TF-4081 Fix mobile user was logged out again

[dab246]

Issue

#4081

Analysis and Solutions

Error handling

• When encountering a network connection error (NoNetworkError), display the message "No internet connection" to the user.
• When encountering a 401 error, perform a token refresh (refreshToken).
  • If refreshToken throws an exception, display a message to the user in the format:
    "Message [CodeError1 - CodeError2]".
  • Otherwise, if refreshToken succeeds but returns an empty token, automatically log in again using the current user's information.

Demo

• Case: Auto re-login with user email on 401 error for mobile

auto-refresh.webm

• Case: User logs out

logout.webm

[github-actions]

This PR has been deployed to https://linagora.github.io/tmail-flutter/4088.

[chibenwa]

Auto re-login with user email on 401 error for mobile

It could be great to display somehow an explanation of what happens to the user.
I think it could reduce the friction

[chibenwa]

TOO LONG, DID NOT READ

1000+ LOC changeset is a lot, even more for a simple bugfic.

I see a lot of duplicated try catch.

This is IMO symptomatic. I would have expected either a generic behaviour of the HTTP library, or an abstraction lying in tmail-flutter or even better in jmap-dart to help us significantly reduce the boiler plate code.

[dab246]

TOO LONG, DID NOT READ

1000+ LOC changeset is a lot, even more for a simple bugfic.

I see a lot of duplicated try catch.

This is IMO symptomatic. I would have expected either a generic behaviour of the HTTP library, or an abstraction lying in tmail-flutter or even better in jmap-dart to help us significantly reduce the boiler plate code.

IMO, this is not a simple bugfix.
Let me explain why there are so many duplicated try-catch blocks.

• I have separated the commits clearly for each specific bugfix.

• The reason for the 1000+ changed lines is due to the last commit, which addresses the following runtime error related to the Future.catchError method:

Invalid argument(s) (onError): The error handler of Future.catchError must return a value of the future's type

To fix this issue properly, we needed to update all related data sources. Since we are following Clean Architecture, with clear separation and abstraction across layers, multiple features depend on different data sources. Therefore, we have to apply try/catch in multiple places. However, the exception handling logic itself is centralized in a single common class, ensuring consistency across the app.

• Moreover, regarding issue [Customer] Mobile User was logged out AGAIN when being in the train #4081, we have implemented two proper solutions according to the requirements described in the issue:

  • Display user-friendly error messages with the format: Message [ErrorCode1 - ErrorCode2]
  • Automatically re-login the user when receiving a 401 Unauthorized error

[dab246]

Auto re-login with user email on 401 error for mobile

It could be great to display somehow an explanation of what happens to the user. I think it could reduce the friction

If you have any suggestions, please share them with us.
It would be even better if you could provide a mockup or a video.

[hoangdat]

• please rebase it with master branch @dab246

[dab246]

• please rebase it with master branch @dab246

Done

[Crash--]

This is not really true, right?

Let's say:

• I make a request
• This request throw a server error (and not a network error because at this time I'm connected)
• During the throw, we check if I've an internet connection but I was on a train, and suddenly I lost my internet connection.
• At the end, we'll throw a "NoNetworkError" instead of a "ServerError"
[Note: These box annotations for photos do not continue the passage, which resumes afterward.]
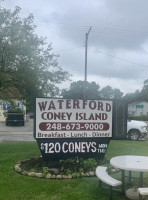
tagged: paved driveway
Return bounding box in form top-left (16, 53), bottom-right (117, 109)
top-left (0, 120), bottom-right (35, 142)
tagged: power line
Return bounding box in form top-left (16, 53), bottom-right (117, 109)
top-left (34, 22), bottom-right (148, 38)
top-left (99, 50), bottom-right (148, 68)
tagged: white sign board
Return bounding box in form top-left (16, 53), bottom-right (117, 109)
top-left (35, 98), bottom-right (113, 139)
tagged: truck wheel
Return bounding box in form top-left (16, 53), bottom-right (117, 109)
top-left (129, 130), bottom-right (140, 141)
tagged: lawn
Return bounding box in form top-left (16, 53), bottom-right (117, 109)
top-left (0, 140), bottom-right (148, 200)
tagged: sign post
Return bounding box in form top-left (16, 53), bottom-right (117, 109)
top-left (34, 98), bottom-right (113, 160)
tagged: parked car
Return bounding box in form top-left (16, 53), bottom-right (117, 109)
top-left (6, 111), bottom-right (25, 126)
top-left (127, 120), bottom-right (148, 140)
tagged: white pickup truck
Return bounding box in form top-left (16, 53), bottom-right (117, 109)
top-left (127, 120), bottom-right (148, 140)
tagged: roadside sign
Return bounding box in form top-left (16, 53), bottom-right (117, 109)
top-left (34, 98), bottom-right (113, 159)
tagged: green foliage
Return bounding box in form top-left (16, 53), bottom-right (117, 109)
top-left (0, 7), bottom-right (69, 110)
top-left (128, 115), bottom-right (148, 121)
top-left (43, 167), bottom-right (48, 177)
top-left (0, 140), bottom-right (148, 200)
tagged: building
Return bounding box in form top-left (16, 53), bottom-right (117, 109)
top-left (0, 88), bottom-right (26, 122)
top-left (128, 101), bottom-right (148, 116)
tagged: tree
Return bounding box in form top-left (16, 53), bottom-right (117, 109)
top-left (62, 81), bottom-right (99, 99)
top-left (0, 7), bottom-right (69, 109)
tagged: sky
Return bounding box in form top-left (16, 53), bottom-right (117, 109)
top-left (1, 0), bottom-right (148, 94)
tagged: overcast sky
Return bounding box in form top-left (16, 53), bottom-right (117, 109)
top-left (1, 0), bottom-right (148, 93)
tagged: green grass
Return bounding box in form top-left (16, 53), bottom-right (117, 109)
top-left (0, 141), bottom-right (148, 200)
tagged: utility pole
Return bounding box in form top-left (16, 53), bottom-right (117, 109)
top-left (84, 27), bottom-right (91, 100)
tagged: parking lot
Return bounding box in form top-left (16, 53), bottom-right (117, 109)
top-left (0, 119), bottom-right (35, 142)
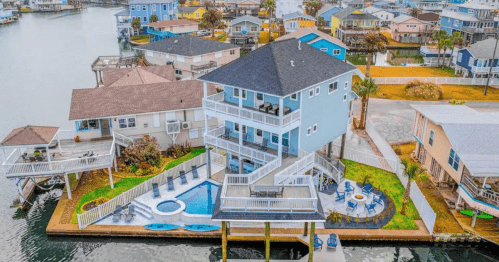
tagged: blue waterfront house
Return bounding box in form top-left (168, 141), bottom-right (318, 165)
top-left (440, 3), bottom-right (499, 44)
top-left (129, 0), bottom-right (178, 25)
top-left (277, 28), bottom-right (348, 61)
top-left (455, 38), bottom-right (499, 78)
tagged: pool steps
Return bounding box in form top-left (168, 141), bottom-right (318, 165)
top-left (132, 200), bottom-right (154, 219)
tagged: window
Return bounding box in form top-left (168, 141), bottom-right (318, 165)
top-left (329, 82), bottom-right (338, 94)
top-left (189, 128), bottom-right (199, 139)
top-left (448, 149), bottom-right (460, 171)
top-left (75, 119), bottom-right (100, 132)
top-left (428, 130), bottom-right (435, 146)
top-left (118, 116), bottom-right (136, 129)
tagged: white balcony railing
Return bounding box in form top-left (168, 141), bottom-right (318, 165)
top-left (203, 93), bottom-right (301, 127)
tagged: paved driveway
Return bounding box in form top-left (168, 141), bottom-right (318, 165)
top-left (354, 98), bottom-right (499, 143)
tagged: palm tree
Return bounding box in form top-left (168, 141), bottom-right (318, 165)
top-left (305, 0), bottom-right (322, 17)
top-left (352, 78), bottom-right (378, 129)
top-left (203, 8), bottom-right (222, 37)
top-left (400, 159), bottom-right (419, 215)
top-left (447, 31), bottom-right (464, 67)
top-left (361, 31), bottom-right (388, 77)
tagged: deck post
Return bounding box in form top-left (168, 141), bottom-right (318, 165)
top-left (107, 167), bottom-right (114, 189)
top-left (265, 222), bottom-right (270, 262)
top-left (64, 173), bottom-right (71, 199)
top-left (308, 222), bottom-right (315, 262)
top-left (222, 221), bottom-right (227, 262)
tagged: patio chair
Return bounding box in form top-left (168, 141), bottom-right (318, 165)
top-left (314, 234), bottom-right (324, 250)
top-left (191, 166), bottom-right (199, 179)
top-left (373, 192), bottom-right (385, 205)
top-left (125, 205), bottom-right (135, 223)
top-left (336, 189), bottom-right (345, 202)
top-left (180, 171), bottom-right (187, 185)
top-left (345, 181), bottom-right (354, 194)
top-left (167, 176), bottom-right (175, 191)
top-left (113, 205), bottom-right (123, 223)
top-left (365, 203), bottom-right (376, 214)
top-left (259, 138), bottom-right (269, 151)
top-left (327, 234), bottom-right (338, 250)
top-left (152, 183), bottom-right (160, 198)
top-left (347, 200), bottom-right (357, 211)
top-left (362, 183), bottom-right (373, 195)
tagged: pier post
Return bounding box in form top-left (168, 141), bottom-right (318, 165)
top-left (265, 222), bottom-right (270, 262)
top-left (308, 222), bottom-right (315, 262)
top-left (64, 173), bottom-right (71, 199)
top-left (222, 221), bottom-right (227, 262)
top-left (107, 167), bottom-right (114, 189)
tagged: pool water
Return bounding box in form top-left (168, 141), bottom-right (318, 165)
top-left (177, 181), bottom-right (220, 215)
top-left (158, 200), bottom-right (180, 213)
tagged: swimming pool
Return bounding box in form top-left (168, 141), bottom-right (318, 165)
top-left (177, 181), bottom-right (220, 215)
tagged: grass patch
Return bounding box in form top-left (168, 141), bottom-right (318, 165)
top-left (71, 148), bottom-right (205, 224)
top-left (341, 159), bottom-right (420, 229)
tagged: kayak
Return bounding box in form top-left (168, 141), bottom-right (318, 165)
top-left (144, 224), bottom-right (180, 231)
top-left (184, 224), bottom-right (220, 232)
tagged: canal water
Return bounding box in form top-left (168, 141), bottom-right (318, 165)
top-left (0, 7), bottom-right (499, 262)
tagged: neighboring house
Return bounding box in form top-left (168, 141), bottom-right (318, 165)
top-left (114, 9), bottom-right (133, 38)
top-left (229, 15), bottom-right (262, 50)
top-left (129, 0), bottom-right (178, 25)
top-left (177, 6), bottom-right (206, 20)
top-left (200, 39), bottom-right (355, 231)
top-left (275, 0), bottom-right (305, 18)
top-left (440, 3), bottom-right (499, 44)
top-left (362, 6), bottom-right (395, 27)
top-left (144, 19), bottom-right (199, 42)
top-left (276, 28), bottom-right (348, 62)
top-left (454, 38), bottom-right (499, 78)
top-left (390, 15), bottom-right (434, 44)
top-left (411, 105), bottom-right (499, 221)
top-left (282, 12), bottom-right (316, 34)
top-left (331, 9), bottom-right (379, 46)
top-left (135, 35), bottom-right (241, 79)
top-left (69, 65), bottom-right (217, 150)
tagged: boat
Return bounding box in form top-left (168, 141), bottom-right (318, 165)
top-left (144, 223), bottom-right (180, 231)
top-left (184, 224), bottom-right (220, 232)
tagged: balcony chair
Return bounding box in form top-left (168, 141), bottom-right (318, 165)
top-left (314, 234), bottom-right (324, 250)
top-left (327, 234), bottom-right (338, 250)
top-left (336, 189), bottom-right (345, 202)
top-left (347, 200), bottom-right (357, 211)
top-left (345, 181), bottom-right (354, 194)
top-left (258, 138), bottom-right (269, 151)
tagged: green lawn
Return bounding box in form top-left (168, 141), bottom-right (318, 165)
top-left (71, 148), bottom-right (205, 224)
top-left (341, 159), bottom-right (420, 229)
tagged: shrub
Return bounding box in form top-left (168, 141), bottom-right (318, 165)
top-left (405, 80), bottom-right (444, 100)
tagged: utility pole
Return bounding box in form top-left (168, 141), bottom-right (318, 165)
top-left (483, 35), bottom-right (499, 96)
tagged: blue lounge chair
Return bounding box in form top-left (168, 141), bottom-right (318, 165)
top-left (327, 234), bottom-right (338, 250)
top-left (373, 192), bottom-right (385, 205)
top-left (345, 181), bottom-right (353, 194)
top-left (180, 171), bottom-right (187, 185)
top-left (167, 176), bottom-right (175, 191)
top-left (152, 183), bottom-right (160, 198)
top-left (336, 189), bottom-right (345, 202)
top-left (365, 203), bottom-right (376, 214)
top-left (314, 234), bottom-right (324, 250)
top-left (362, 183), bottom-right (373, 195)
top-left (347, 201), bottom-right (357, 211)
top-left (191, 166), bottom-right (199, 179)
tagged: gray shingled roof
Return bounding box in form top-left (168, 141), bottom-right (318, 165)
top-left (135, 35), bottom-right (240, 56)
top-left (199, 38), bottom-right (356, 96)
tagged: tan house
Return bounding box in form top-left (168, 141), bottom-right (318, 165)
top-left (69, 65), bottom-right (217, 150)
top-left (135, 35), bottom-right (241, 79)
top-left (411, 105), bottom-right (499, 223)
From dio don't we have a message saying "connection timeout" / "connexion reset" or something like that in order to get the information from the error itself instead of making a guess?

[dab246]

Add your description then it is finally lost internet connection, users should also be aware that they are lost connection. On the other hand we have the fallback of trying to retry some requests a number of times if they fail as in your case. For mobile we also support offline mode.

[Crash--]

users should also be aware that they are lost connection

100% agreed with that. And I imagine you have a watcher somewhere to check the connexion status.

What I find problematic here is the fact that we might end up returning the wrong reason for the error. Can’t we tell that it’s a connection issue directly from the initial error, without making this connectivity check?
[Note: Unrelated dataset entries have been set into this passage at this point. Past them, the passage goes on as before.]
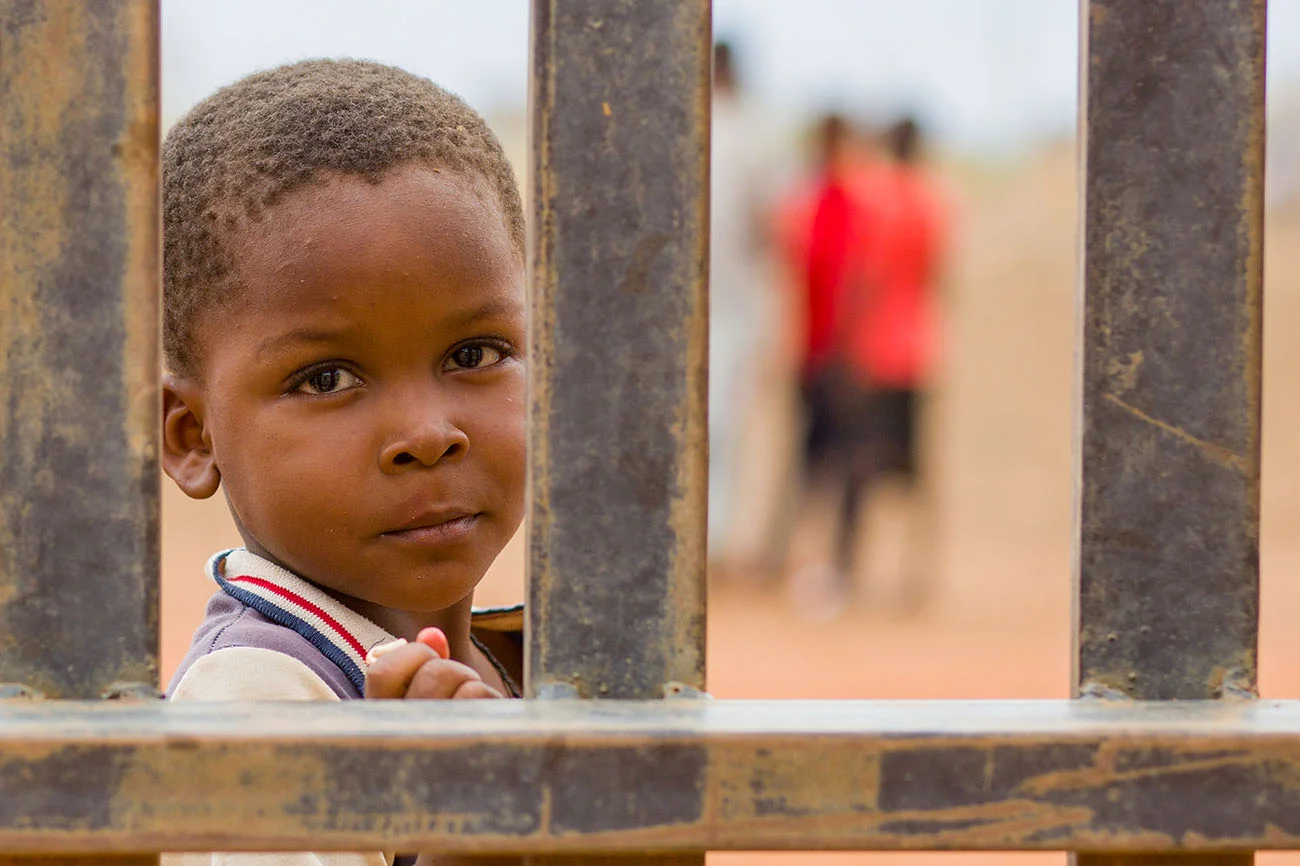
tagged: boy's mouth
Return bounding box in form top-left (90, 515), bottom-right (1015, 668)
top-left (381, 508), bottom-right (481, 546)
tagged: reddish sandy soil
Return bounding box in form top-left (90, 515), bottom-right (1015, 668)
top-left (163, 148), bottom-right (1300, 866)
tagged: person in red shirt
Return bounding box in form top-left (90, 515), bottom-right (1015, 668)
top-left (776, 116), bottom-right (944, 614)
top-left (839, 118), bottom-right (948, 605)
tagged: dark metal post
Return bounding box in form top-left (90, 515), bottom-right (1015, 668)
top-left (528, 0), bottom-right (712, 862)
top-left (1075, 0), bottom-right (1265, 866)
top-left (0, 0), bottom-right (159, 862)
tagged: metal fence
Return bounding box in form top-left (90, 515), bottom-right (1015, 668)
top-left (0, 0), bottom-right (1279, 865)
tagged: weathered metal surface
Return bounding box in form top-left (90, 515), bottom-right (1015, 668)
top-left (528, 0), bottom-right (712, 698)
top-left (1075, 0), bottom-right (1273, 866)
top-left (0, 701), bottom-right (1300, 854)
top-left (1076, 0), bottom-right (1265, 700)
top-left (0, 0), bottom-right (159, 698)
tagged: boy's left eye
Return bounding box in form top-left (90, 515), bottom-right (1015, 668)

And maybe, since this is the only error the user gets, we’ll display “We’re having issues with your internet connection, please try again later”, when in fact, it’s a real server error, so we’d be showing something incorrect to the user.

It’s actually because of this call that you have to change all the catch blocks to async, right?

[Crash--]

I don't understand the flow for iOS:

We set a shouldRefresh boolean to true, and then we call this _refreshToken method. So we know we need to refresh the token because we had an issue with the previous token.

But then, for iOS, we look if we have something within the keychain, and if we've something within the keychain, and this something is not expired then, we return the same token. I don't know if the check we do for setting shouldRefresh to true, is the same than we do in _isTokenExpired but it can be source of bug.

Why not just force the refresh even for iOS in this case since we already know we need to refresh?

And with this forceRefresh, I'm pretty sure, we'll be able to remove this condition:

if (newToken.token == _token?.token) {
      log('AuthorizationInterceptors::onError: Token duplicated');
      return null;
    }

No?

[dab246]

• For iOS, we have to handle notification in native code, due to the limitations of flutter, so we need to handle refresh token in native code to avoid getting data and getting 401 error on native. This token is synchronized with dart code on flutter through keychain

• We can't remove this.

if (newToken.token == _token?.token) {
log('AuthorizationInterceptors::onError: Token duplicated');
return null;
}

Because we added it to fix some issues with running multiple requests on multiple isolates at the same time

[Crash--]

Thanks for the explanation (I'll check where do we do native code)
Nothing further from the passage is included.